Clashes killed six security personnel in the latest setback for Pakistan's fight against Islamists in the tribal belt, where air raids left more than 20 militants dead, officials said on Friday.
Some 20 to 25 armed rebels targeted a checkpoint manned by local tribal police overnight near Khar, the main town in the semi-autonomous region of Bajaur, where Islamist militants have a significant presence, officials said.
"The armed militants attacked the post killing all (four) policemen inside," local government official Adialat Khan told AFP.
He said the post, set up to conduct security checks on the main road heading into Khar, was destroyed.
Other security officials confirmed the incident, which came after another government official said gunmen abducted a policeman in Mamoun, 15 kilometres (nine miles) northeast of Khar.
Pakistani security forces launched a huge operation against Islamist militants in Bajaur last August. In February, they claimed the area had been cleared after months of fierce fighting, but unrest has rumbled on.

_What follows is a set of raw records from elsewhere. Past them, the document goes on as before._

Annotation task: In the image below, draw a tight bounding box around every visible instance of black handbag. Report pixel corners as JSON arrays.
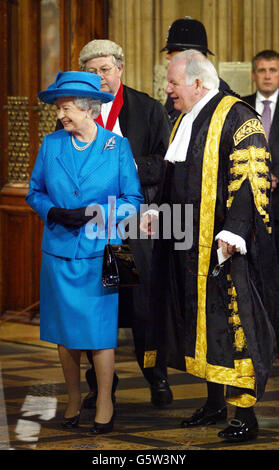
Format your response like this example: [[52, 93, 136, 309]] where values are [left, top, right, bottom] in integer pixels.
[[102, 199, 140, 287]]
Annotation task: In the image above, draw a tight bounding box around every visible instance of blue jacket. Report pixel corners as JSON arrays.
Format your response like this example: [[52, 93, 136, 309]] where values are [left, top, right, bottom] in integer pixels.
[[26, 125, 144, 258]]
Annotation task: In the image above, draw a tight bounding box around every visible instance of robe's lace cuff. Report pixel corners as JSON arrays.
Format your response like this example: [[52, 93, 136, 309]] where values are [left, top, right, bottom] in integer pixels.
[[215, 230, 247, 255]]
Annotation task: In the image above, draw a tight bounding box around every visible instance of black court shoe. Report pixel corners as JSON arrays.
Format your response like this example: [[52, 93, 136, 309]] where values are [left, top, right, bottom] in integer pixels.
[[61, 412, 80, 429], [82, 369, 119, 410], [90, 412, 115, 436], [150, 380, 172, 408], [181, 406, 227, 428], [218, 418, 259, 442]]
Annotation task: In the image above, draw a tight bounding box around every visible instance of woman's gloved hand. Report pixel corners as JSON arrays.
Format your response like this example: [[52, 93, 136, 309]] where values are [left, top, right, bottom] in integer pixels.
[[47, 207, 93, 229]]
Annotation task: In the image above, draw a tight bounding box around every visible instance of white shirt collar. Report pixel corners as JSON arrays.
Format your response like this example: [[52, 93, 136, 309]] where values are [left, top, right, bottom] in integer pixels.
[[187, 88, 219, 121], [256, 88, 279, 103], [165, 88, 219, 162]]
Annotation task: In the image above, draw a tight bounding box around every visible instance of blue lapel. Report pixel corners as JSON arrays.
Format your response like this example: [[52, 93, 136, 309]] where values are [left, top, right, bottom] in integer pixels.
[[56, 131, 79, 188], [56, 124, 109, 188], [77, 123, 114, 184]]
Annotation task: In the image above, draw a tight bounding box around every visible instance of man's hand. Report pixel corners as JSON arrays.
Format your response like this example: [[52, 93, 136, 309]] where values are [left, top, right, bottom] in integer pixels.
[[218, 240, 236, 258], [140, 212, 158, 237]]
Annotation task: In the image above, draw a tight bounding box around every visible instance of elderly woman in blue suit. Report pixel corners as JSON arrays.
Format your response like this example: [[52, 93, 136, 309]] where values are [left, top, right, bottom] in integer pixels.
[[26, 72, 143, 434]]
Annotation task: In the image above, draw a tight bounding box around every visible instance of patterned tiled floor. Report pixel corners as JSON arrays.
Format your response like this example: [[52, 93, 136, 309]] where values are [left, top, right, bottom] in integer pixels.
[[0, 322, 279, 451]]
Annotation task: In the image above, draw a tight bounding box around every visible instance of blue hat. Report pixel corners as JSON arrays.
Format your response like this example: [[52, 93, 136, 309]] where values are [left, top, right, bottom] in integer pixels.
[[38, 71, 114, 104]]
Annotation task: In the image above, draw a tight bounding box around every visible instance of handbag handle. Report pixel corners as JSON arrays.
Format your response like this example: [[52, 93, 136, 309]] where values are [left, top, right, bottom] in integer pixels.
[[108, 199, 115, 244]]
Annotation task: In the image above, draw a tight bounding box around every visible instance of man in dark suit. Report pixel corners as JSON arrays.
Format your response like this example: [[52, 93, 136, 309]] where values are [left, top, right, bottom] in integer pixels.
[[242, 50, 279, 255], [76, 40, 172, 408]]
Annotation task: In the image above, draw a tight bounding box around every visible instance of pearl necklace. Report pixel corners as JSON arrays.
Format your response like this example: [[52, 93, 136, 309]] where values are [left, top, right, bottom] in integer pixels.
[[71, 135, 95, 152]]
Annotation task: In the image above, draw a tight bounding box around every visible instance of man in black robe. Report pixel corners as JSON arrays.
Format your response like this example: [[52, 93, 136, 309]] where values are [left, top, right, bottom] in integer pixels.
[[142, 50, 279, 442], [160, 16, 238, 125]]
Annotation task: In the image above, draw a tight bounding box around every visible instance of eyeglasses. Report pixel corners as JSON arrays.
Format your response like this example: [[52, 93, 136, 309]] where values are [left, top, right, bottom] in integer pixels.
[[86, 65, 116, 77]]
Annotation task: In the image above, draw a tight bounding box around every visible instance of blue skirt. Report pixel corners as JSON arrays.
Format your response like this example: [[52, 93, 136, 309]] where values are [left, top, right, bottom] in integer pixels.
[[40, 252, 118, 349]]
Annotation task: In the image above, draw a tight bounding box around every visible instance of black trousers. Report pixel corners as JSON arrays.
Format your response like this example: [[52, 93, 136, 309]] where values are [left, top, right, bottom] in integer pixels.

Hundreds of extremists are believed to have fled Afghanistan into Pakistan's semi-autonomous tribal areas to carve out safe havens after the US-led invasion toppled the hardline Taliban regime in Kabul in late 2001.
On Friday, militants ambushed security forces conducting search operations in the Chinnar and Manoogi areas of Bajaur. Ensuing clashes killed two security personnel and wounded five others, military and government officials said.
Helicopter gunships and artillery were used in the counter-attack in which 12 militants died, local government official Mohammad Jamil Khan told AFP.
Although official Pakistani death tolls are impossible to confirm from such remote areas where there is little or no media access on the ground, the casualty statistics were corroborated by a security and a military official.
In the tribal district of Orakzai, south of Pakistan's main northwestern city Peshawar, more than 10 militants were killed in air raids late Thursday, military and government officials said.
"Militant compounds and hideouts were targeted in the attacks. More than 10 militants were killed in the bombing," a military official told AFP.
It was the second bout of Pakistani air strikes in Orakzai following the deaths of at least 26 security personnel in a helicopter crash in the area.
The military blamed the July 3 incident on a technical fault, but the Taliban claimed it shot down the MI-17 as revenge for military operations in South Waziristan, the heartland of Pakistani Taliban warlord Baitullah Mehsud.
Pakistan, which is under strong US pressure to clamp down on Islamist militants, has pounded suspected Mehsud strongholds in South Waziristan from the air for weeks, ahead of a widely expected ground offensive.